À l'image de son thème principal interprété par Bobby McFerrin, The Square est un objet filmique étonnant qui a peu de chance de vous laisser indifférent.
Rubben Östlund confronte le spectateur à toute la vacuité de son existence, son indifférence maladive, son besoin primaire de paraître et sa profonde lâcheté. Malmené par toute cette médiocrité crasse, Christian, homme moderne pressé, hédoniste hors pair, incarnation boursouflée et grotesque du bourgeois contemporain, apparaît totalement vain et égocentrique, écartelé entre ses irréconciliables responsabilités familiales et obligations professionnelles, tantôt tyran et victime.
Le réalisateur n'épargne personne dans ce portrait au vitriol et se plaît à mettre en difficulté l'homme qui espère s'être transformé suffisamment pour prétendre s'éloigner de sa branche simiesque, réfugié derrière une intellectualisation superficielle et un appareil social défaillant. L'art contemporain et son absurde recherche de légitimité permet de mettre en scène l'opposition entre la candeur d'un public en quête de sens et l'approche froide et cynique d'une gestion entrepreneuriale agressive, seule voie valable pour exister dans le capharnaüm bruyant de nos vies, qu'elles soient réelles ou virtuelles.
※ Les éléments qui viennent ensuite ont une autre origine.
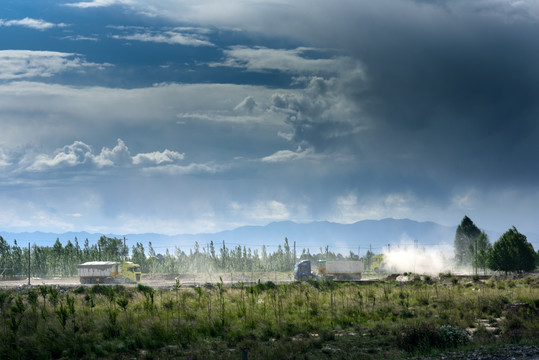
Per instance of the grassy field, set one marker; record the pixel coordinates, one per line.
(300, 320)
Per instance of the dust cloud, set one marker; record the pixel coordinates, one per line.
(419, 260)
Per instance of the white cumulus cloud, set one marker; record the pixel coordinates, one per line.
(171, 37)
(37, 24)
(98, 3)
(288, 155)
(19, 64)
(157, 157)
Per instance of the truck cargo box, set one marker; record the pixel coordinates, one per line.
(97, 269)
(344, 267)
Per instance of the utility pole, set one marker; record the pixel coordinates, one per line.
(28, 264)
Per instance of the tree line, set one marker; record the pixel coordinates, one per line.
(510, 253)
(62, 260)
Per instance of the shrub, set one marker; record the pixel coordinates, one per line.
(423, 337)
(419, 337)
(452, 336)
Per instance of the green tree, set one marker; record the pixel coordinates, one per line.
(512, 252)
(465, 238)
(481, 249)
Nous nous abrutissons avec complaisance dans ce vacarme, avec pour seul désir d'être regardés pour subsister. Pendant ce temps, dans l'indifférence générale, le mépris pour les minorités et notre négligence n'ont de cesse de détériorer la fracture sociale.
Si pour que nous en prenions conscience il faut que nos vies déraillent, alors il est sans doute déjà trop tard.
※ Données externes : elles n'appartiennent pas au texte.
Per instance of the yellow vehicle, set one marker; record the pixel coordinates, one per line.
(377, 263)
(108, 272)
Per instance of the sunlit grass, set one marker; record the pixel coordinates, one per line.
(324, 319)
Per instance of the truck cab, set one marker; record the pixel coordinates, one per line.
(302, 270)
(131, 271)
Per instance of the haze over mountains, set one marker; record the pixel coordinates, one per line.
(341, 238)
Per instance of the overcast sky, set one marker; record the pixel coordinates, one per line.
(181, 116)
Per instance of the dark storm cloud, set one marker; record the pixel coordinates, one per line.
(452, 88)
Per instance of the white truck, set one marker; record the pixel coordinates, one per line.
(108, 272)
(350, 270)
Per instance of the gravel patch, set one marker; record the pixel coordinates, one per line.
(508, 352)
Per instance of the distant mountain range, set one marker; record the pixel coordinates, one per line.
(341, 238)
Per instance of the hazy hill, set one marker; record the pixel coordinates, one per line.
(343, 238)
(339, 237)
The Square brille par sa capacité à installer le malaise chez son spectateur. Si la sensation n'est pas aussi agréable, drôle et légère que dans les innombrables bouffonneries merdeuses où cabotine avec bonheur notre cher Christian Clavier national, ce n'est que pour renforcer la force de son propos. Quand on met les pieds dans une projection de cinéma social populaire, il faut accepter les difformités que l'ont aperçoit dans son propre reflet, et parfois prendre quelques claques.